“How am I doing?”  I can almost feel myself giving this kind of response to my mother.  Having a “people pleasing” personality and a mother who was rather domineering,” how I was doing,” was very important to me, as I wanted to please my mother.  I never knew how to please my father, because he was mostly emotional absent in my formative years.  “How am I doing?” has been a kind of mantra in my life in an unhealthy way.  I have come a long ways in being God’s man rather than being overly influenced by others.  But I still am working on my desire to please when it come to my heavenly Father.  I have to watch that it is not performance, rather than a relationship.

We can easily think of God like a parent who want to see us on our best behavior.  So we can tend to go to God in pray when we have nothing to hide, feeling pretty good about our journey. Richard Rolheiser has observed, “Because we don’t understand what prayer is, we treat God as an authority figure or a visiting dignitary – as someone to whom we don’t tell the real truth.
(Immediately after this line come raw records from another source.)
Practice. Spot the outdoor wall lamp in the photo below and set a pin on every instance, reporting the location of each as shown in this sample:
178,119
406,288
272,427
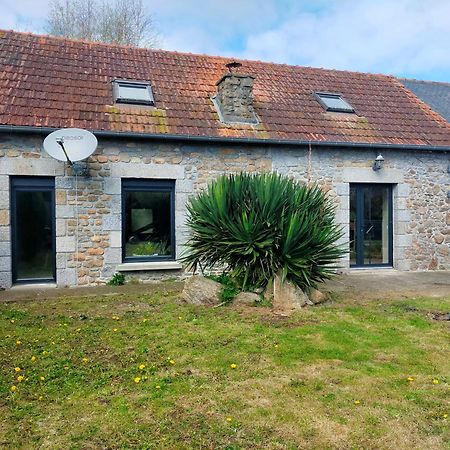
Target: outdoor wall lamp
378,163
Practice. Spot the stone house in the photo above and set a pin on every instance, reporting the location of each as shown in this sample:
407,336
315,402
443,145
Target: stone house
169,122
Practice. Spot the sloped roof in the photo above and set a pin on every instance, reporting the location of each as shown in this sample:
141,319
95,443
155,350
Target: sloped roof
56,82
436,94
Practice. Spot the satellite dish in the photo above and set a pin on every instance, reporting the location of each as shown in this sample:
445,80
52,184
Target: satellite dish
70,144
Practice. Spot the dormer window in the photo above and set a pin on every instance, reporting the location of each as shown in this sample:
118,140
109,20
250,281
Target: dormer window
333,102
133,92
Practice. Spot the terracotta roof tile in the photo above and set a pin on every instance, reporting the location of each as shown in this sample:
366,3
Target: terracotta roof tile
56,82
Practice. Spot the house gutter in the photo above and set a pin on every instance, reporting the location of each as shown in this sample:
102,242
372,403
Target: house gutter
44,131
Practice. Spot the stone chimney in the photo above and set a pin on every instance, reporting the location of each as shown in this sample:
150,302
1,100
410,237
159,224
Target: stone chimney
234,98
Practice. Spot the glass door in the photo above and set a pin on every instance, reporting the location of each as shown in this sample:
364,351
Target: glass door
370,225
33,229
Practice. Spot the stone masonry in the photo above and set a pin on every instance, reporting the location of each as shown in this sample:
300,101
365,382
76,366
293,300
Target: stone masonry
234,99
88,209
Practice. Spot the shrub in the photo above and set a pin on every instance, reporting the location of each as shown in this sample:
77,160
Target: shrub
261,225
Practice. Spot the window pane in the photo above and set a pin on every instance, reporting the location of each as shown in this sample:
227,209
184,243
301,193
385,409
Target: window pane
148,225
133,92
335,102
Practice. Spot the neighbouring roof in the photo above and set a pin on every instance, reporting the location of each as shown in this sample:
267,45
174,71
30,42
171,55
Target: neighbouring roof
56,82
436,94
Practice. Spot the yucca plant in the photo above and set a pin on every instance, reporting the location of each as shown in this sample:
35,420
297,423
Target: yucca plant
260,225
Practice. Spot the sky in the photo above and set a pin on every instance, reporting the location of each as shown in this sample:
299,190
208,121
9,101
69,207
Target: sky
407,38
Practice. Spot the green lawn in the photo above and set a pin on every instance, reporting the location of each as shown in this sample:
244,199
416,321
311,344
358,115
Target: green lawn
143,371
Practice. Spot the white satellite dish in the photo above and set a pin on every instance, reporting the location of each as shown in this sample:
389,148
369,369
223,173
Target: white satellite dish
70,144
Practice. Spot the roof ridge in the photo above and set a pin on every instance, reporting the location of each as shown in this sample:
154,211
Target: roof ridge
176,52
424,81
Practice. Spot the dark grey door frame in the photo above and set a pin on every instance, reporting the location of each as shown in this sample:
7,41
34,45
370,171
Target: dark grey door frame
31,184
360,222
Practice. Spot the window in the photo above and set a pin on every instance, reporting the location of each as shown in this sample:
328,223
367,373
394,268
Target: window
133,92
333,102
148,223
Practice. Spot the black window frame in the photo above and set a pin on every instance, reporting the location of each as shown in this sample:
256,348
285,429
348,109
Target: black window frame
31,184
359,232
148,185
320,95
130,101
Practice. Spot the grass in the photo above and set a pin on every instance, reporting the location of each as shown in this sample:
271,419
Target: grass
142,371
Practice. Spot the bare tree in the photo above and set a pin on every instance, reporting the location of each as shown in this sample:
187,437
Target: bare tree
123,22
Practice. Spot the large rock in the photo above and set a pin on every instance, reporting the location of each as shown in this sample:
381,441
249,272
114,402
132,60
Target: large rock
199,290
287,297
246,298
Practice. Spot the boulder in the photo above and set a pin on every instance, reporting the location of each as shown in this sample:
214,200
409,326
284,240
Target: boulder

We don’t tell God what is really going on in our lives.  We tell God what we think God wants to hear…What’s important is that we pray what’s inside us and not what we think God would like to see inside of us.”  Wow!!  This sure has been my story for longer than I care to acknowledge.

Remember men, God is your loving heavenly Father, who love you as you are not as you think you should be.   Along with the Psalmist we should, therefore,  rejoice in God intimate awareness of who we are, and not hide from intimacy with him.  “You know when I leave and when I get back; I’m never out of your sight.  You know everything I’m going to say before I start the first sentence.  I look behind me and you’re there, then up ahead and you’re there, too – your reassuring presence, coming and going.  This is too much, too wonderful – I can’t take it all in.” (Ps 139:3-6  – The Message).

If prayer, which is the expression of our personal relationship to God, is to be meaningful  we need to accept that every feeling and every thought we have is valid.  We can stay away from prayer just when we need it the most.  So be honest and real.  Listen to Jesus’ words, “This world is full of so-called prayer warriors who are prayer-ignorant.  They’re full of formulas and programs and advice, peddling techniques for getting what you want from God.  Don’t fall for that nonsense.  This is your Father you are dealing with, and he knows better than you what you need.  With a God like this loving you, you can pray very simply.” (Matt 6: 7-8 – The Message)  So men, don’t get caught up in those performance traps or spiritual improvement projects.  Just come to your heavenly Father as you are – in desperate need of his grace and mercy.